R commands fail on custom Docker cluster

R version 4.2.0 changed the way Renviron.site is initialized, so you must set an environment variable when using custom Docker clusters.

Written by Atanu.Sarkar

Last published at: January 20th, 2023

Problem

You are trying to run R notebooks on a custom Docker cluster (AWS | Azure), but they immediately fail.

When you try to execute an R notebook, it returns an error saying the notebook was cancelled.

When you review the Cluster driver and worker logs (AWS | Azure) you see a there is no package called 'Rserve' error.

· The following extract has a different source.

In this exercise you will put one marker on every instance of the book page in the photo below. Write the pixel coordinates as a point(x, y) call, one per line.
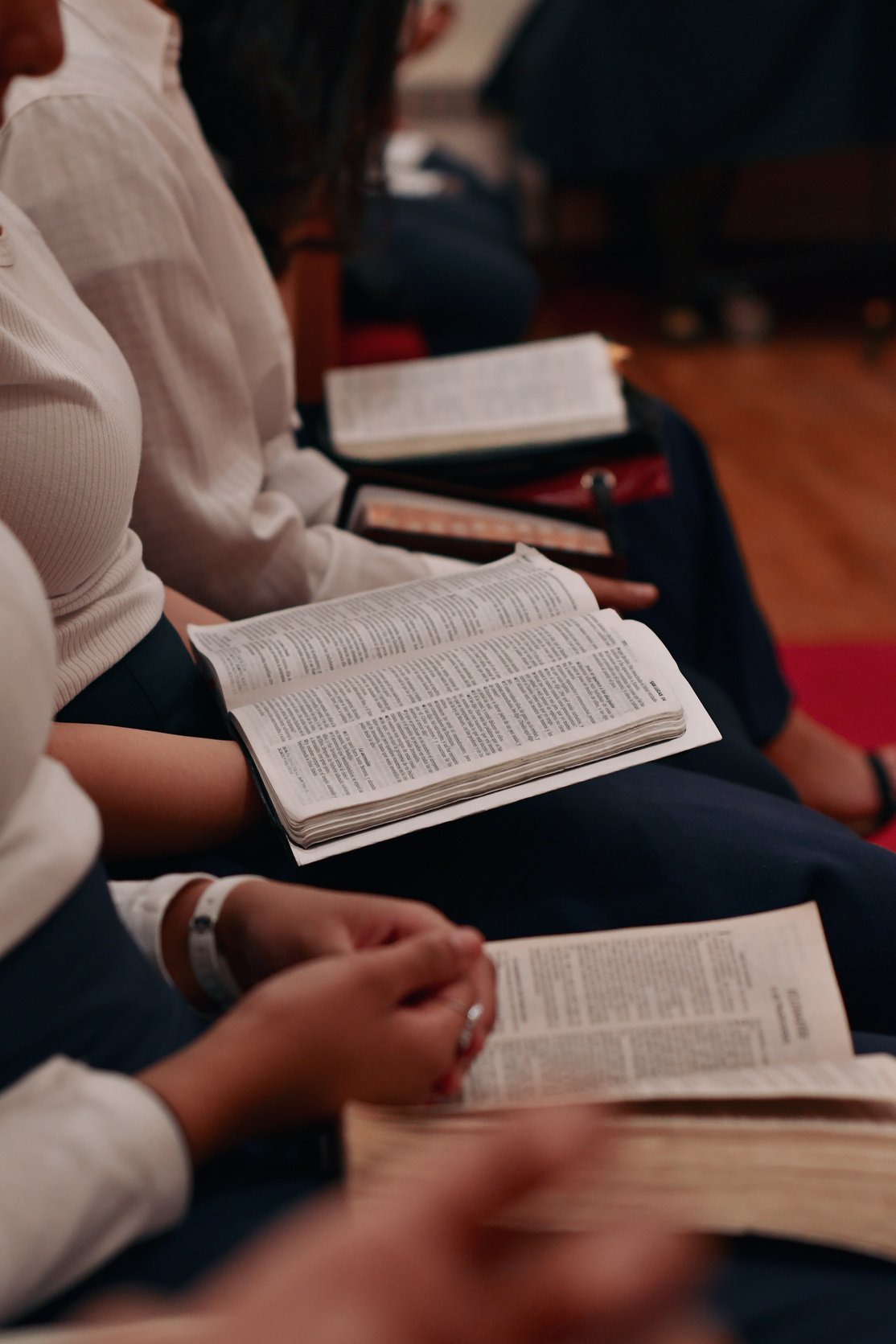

Tue Aug 30 16:24:34 UTC 2022 Starting R processing from BASH 
  
Tue Aug 30 16:24:34 UTC 2022 R script: /local_disk0/tmp/_rServeScript.r6851825576782071270resource.r 
  
Tue Aug 30 16:24:34 UTC 2022 Port number: 1108 
  
Tue Aug 30 16:24:34 UTC 2022 cgroup: None 
  
2022-08-30 16:24:34 R process started with pid 1462 
  
Error in loadNamespace(x) : there is no package called 'Rserve' 
  
Calls: loadNamespace -> withRestarts -> withOneRestart -> doWithOneRestart 
  
Execution halted. 


When you check for the Python libraries, they are all present. 

When you check the R version in a notebook, it returns the version information so you know R is installed.

%sh

R --version
R version 4.2.0 (2022-04-22) -- "Vigorous Calisthenics" 
Copyright (C) 2022 The R Foundation for Statistical Computing 
Platform: x86_64-pc-linux-gnu (64-bit) 
  
R is free software and comes with ABSOLUTELY NO WARRANTY. 
You are welcome to redistribute it under the terms of the 
GNU General Public License versions 2 or 3. 
For more information about these matters see 
https://www.gnu.org/licenses/.

Cause

Databricks Runtimes use R version 4.1.3 by default. If you start a standard cluster from the Compute menu in the workspace and check the version, it returns R version 4.1.3.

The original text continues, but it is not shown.